When I was younger... junior high age, roughly... I took to cussing. I remember vividly the first cuss word I ever intentionally said (after the initial, really-young, soap-in-the-mouth variety, that is). I remember where I was, why I said it, who I was with - and I have to tell you that it is a-maz-ing for me to remember all that detail, because my memory of such things is not always so hot.
|I'm the one on the front left in the oversized blue jacket - I was never one of the "in" crowd, but I had my friends.|
Two of my four brothers are also in this shot
I won't identify any of them out of kindness.
And there were other words that I now recognize as being somewhat milder than "true" cuss words, but nonetheless trashy ways of talking, that I said in front of all-and-sundry because I thought it made me look grown up and tough. And it was appalling for me to say those things in a house in which "Shut Up" was considered a cuss word and a soapable offense!
And then I joined the Navy, and cussed a LOT more (sorry, Mom.) At 23, I got married, but he was in the military too and it didn't phase him much, so I continued on my merry path, not to mention my work environment wasn't always so wholesome for that.
And then, I became a MOM.
|"Babies" 3, 4 and 5 - Bruiser, Buttercup and Mr. Magoo|
Huh. All of a sudden those words were not so grown up, not so tough, they were just
And now I think back on all the times my mom asked me to stop saying this word or that word and it wasn't until she gave me a verbal-backhand one day that I stopped saying "That sucks". She told me the origin of the expression. Hmmm... NOT what I wanted to be saying at 12 or 13. It was the last time I used that expression (thanks, Mom.)
And though my mom was not - and is not - the quietest person in the place (she is one of 10 children, has 6 of her own and was a trained singer - she's got VoLuMe) she didn't cuss in front of us as children. She didn't ever even say "shut up." The worst I heard my mom say before I hit adulthood was "crap."

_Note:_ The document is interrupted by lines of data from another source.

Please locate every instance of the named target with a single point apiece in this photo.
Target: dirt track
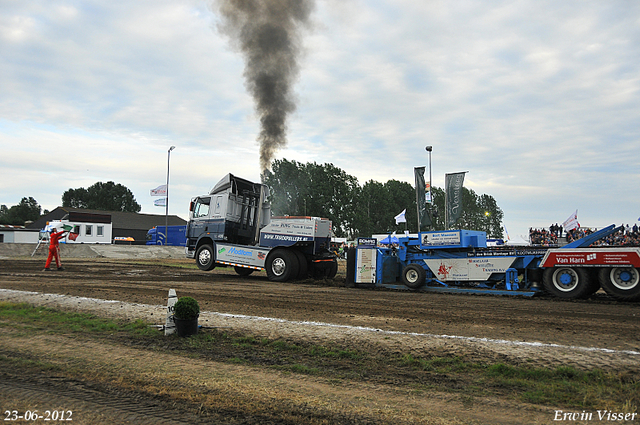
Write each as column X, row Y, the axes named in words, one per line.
column 599, row 323
column 541, row 331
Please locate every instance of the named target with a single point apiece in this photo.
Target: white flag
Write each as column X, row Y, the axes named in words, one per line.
column 159, row 191
column 572, row 222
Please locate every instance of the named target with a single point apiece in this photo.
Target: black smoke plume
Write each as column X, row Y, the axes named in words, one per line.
column 268, row 33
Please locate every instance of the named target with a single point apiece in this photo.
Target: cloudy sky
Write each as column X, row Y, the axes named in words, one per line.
column 539, row 100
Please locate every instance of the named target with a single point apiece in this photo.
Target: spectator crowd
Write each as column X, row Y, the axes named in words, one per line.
column 627, row 236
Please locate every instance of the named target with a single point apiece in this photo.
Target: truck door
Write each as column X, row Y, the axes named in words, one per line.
column 199, row 221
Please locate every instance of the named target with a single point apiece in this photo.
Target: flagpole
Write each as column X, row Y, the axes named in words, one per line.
column 446, row 204
column 429, row 149
column 415, row 178
column 166, row 208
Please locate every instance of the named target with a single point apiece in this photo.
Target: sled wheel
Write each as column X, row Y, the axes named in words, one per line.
column 567, row 282
column 206, row 258
column 282, row 265
column 243, row 271
column 622, row 283
column 413, row 276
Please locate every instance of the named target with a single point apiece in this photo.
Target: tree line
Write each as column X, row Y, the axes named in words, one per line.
column 311, row 189
column 324, row 190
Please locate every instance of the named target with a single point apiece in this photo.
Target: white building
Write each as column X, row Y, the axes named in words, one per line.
column 17, row 234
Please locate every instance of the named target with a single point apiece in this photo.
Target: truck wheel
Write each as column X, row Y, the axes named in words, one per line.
column 303, row 271
column 622, row 283
column 243, row 271
column 282, row 265
column 567, row 282
column 206, row 258
column 413, row 276
column 333, row 269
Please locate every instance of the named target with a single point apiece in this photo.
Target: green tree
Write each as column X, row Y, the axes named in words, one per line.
column 27, row 209
column 478, row 212
column 327, row 191
column 102, row 196
column 313, row 190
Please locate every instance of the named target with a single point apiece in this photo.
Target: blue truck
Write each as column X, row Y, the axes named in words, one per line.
column 460, row 261
column 177, row 236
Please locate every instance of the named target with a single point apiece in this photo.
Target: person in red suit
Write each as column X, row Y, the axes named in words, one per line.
column 54, row 249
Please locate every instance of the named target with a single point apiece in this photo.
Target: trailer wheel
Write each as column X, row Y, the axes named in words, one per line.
column 303, row 271
column 622, row 283
column 206, row 258
column 413, row 276
column 282, row 265
column 567, row 282
column 243, row 271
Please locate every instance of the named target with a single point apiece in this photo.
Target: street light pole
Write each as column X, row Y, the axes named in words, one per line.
column 166, row 210
column 429, row 149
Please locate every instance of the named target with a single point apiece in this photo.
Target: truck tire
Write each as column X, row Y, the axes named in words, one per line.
column 206, row 258
column 282, row 265
column 622, row 283
column 567, row 282
column 243, row 271
column 303, row 271
column 413, row 276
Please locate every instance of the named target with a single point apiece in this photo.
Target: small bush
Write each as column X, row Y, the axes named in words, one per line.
column 186, row 308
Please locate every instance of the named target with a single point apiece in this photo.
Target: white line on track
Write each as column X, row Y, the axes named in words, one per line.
column 349, row 327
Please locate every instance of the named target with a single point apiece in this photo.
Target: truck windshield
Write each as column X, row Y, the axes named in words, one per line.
column 201, row 209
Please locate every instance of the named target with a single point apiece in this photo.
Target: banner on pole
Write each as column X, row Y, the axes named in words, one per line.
column 572, row 222
column 159, row 191
column 400, row 218
column 453, row 188
column 421, row 197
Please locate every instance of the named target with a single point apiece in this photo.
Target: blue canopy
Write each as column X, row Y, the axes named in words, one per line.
column 385, row 241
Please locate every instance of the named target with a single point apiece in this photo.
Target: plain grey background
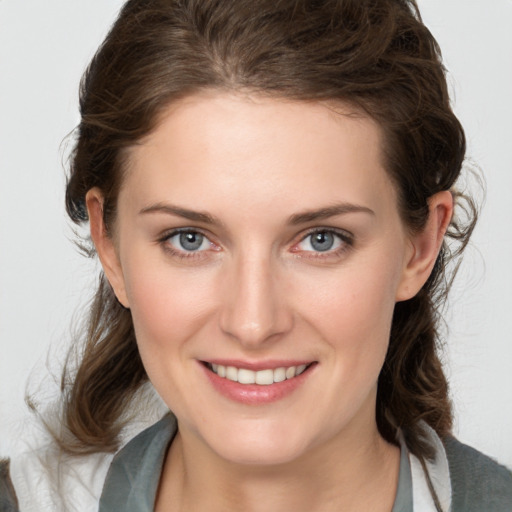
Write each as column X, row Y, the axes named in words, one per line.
column 44, row 282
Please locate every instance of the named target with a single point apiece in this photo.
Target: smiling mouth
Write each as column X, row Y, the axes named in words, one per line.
column 261, row 377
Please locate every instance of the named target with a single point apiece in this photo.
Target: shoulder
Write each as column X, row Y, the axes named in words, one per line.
column 8, row 500
column 478, row 482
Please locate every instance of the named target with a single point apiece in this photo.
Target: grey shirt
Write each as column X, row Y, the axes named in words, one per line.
column 132, row 481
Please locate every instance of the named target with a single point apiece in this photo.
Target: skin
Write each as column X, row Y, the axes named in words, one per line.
column 257, row 290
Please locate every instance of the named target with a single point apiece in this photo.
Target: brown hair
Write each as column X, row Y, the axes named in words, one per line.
column 375, row 55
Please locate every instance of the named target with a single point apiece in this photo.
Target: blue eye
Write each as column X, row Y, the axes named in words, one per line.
column 189, row 241
column 322, row 241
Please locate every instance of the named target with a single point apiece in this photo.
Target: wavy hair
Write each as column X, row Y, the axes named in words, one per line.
column 375, row 55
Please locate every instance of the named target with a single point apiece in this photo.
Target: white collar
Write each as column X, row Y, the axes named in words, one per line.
column 437, row 471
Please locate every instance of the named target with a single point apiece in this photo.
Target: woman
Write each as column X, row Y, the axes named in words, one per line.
column 270, row 190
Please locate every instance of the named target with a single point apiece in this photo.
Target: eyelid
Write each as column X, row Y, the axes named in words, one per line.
column 164, row 238
column 347, row 241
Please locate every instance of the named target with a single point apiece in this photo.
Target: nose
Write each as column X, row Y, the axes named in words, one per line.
column 254, row 309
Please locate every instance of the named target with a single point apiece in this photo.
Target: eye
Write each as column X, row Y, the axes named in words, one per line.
column 323, row 241
column 188, row 241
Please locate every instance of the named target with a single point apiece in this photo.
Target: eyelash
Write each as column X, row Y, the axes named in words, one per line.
column 345, row 238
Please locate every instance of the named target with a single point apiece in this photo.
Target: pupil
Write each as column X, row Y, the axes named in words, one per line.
column 191, row 241
column 322, row 241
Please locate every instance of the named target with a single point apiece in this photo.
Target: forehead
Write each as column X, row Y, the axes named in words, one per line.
column 249, row 151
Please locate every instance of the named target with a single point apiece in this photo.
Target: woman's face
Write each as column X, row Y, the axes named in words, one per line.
column 260, row 238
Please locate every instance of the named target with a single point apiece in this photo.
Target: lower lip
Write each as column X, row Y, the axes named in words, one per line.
column 255, row 394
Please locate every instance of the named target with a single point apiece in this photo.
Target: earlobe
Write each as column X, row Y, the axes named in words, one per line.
column 425, row 245
column 105, row 246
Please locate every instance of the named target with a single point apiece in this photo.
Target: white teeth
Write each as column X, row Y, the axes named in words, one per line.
column 279, row 374
column 261, row 377
column 265, row 377
column 246, row 376
column 231, row 373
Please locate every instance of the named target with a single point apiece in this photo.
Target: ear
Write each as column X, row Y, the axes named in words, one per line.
column 425, row 245
column 105, row 245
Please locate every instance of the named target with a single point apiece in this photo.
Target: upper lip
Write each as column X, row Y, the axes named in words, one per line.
column 260, row 365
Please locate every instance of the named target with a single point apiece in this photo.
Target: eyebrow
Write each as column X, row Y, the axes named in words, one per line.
column 325, row 213
column 170, row 209
column 298, row 218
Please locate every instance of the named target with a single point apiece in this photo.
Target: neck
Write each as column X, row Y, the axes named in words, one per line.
column 353, row 471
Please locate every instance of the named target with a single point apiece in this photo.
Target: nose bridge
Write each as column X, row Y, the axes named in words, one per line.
column 254, row 310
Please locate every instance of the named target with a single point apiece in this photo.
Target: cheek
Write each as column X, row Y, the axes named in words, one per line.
column 352, row 310
column 166, row 306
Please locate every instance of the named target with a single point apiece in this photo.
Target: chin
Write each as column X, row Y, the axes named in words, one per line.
column 259, row 446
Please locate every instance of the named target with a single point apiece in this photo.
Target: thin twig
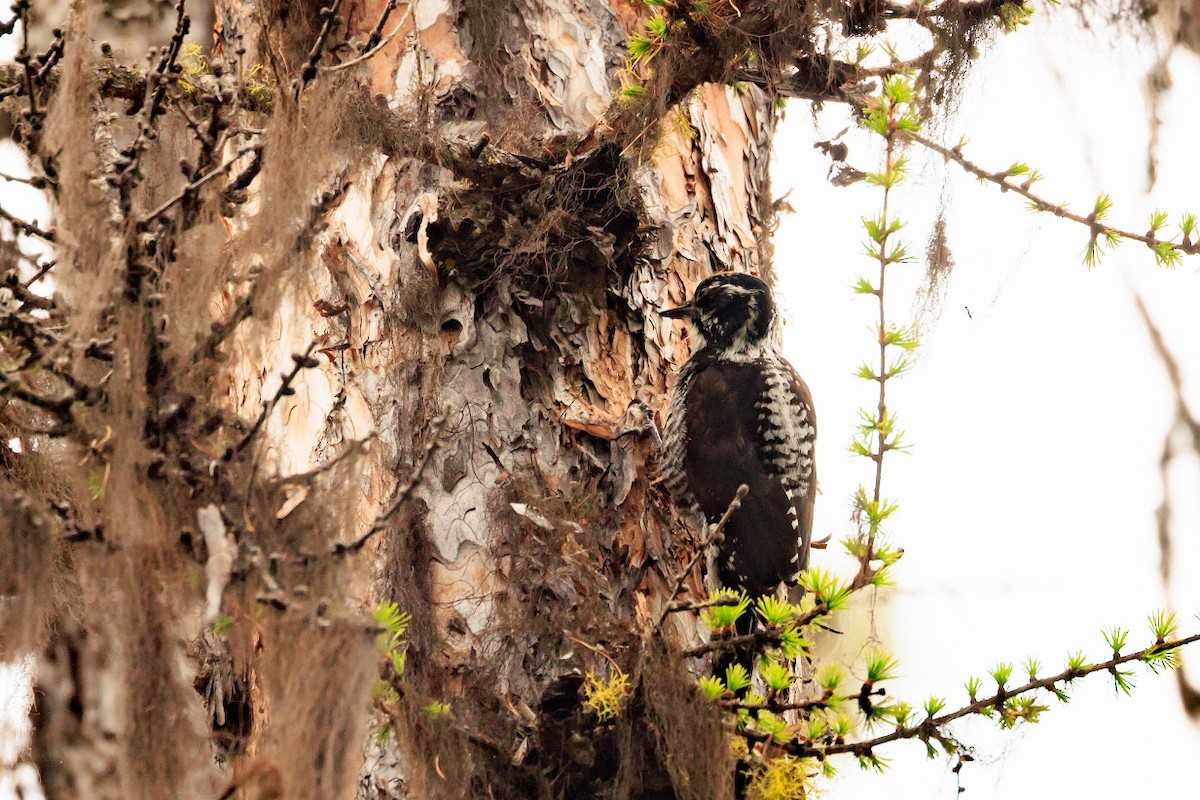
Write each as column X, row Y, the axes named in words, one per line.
column 385, row 42
column 1005, row 181
column 402, row 492
column 930, row 726
column 329, row 13
column 28, row 228
column 187, row 191
column 1173, row 372
column 304, row 361
column 732, row 642
column 377, row 31
column 724, row 600
column 714, row 534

OOOOoooooohhhh... Such a bad word.
And I admire her for that. For all the times she likely wanted a stronger word, she refrained. She kept it clean to give an example for her kids. Quietly, without notice, without making a show of it - she and my dad and my step-dad too, in fact, seemed to be on the same page on that. They didn't swear - or at least not in front of the children. And now that I'm striving to find the best way to do things for my kids, I'm grateful for the true tough, adult stance of quiet reservation.
What is your experience with finding the quiet strength that adults show us, but don't talk about? Was your example set with swearing, or with something else?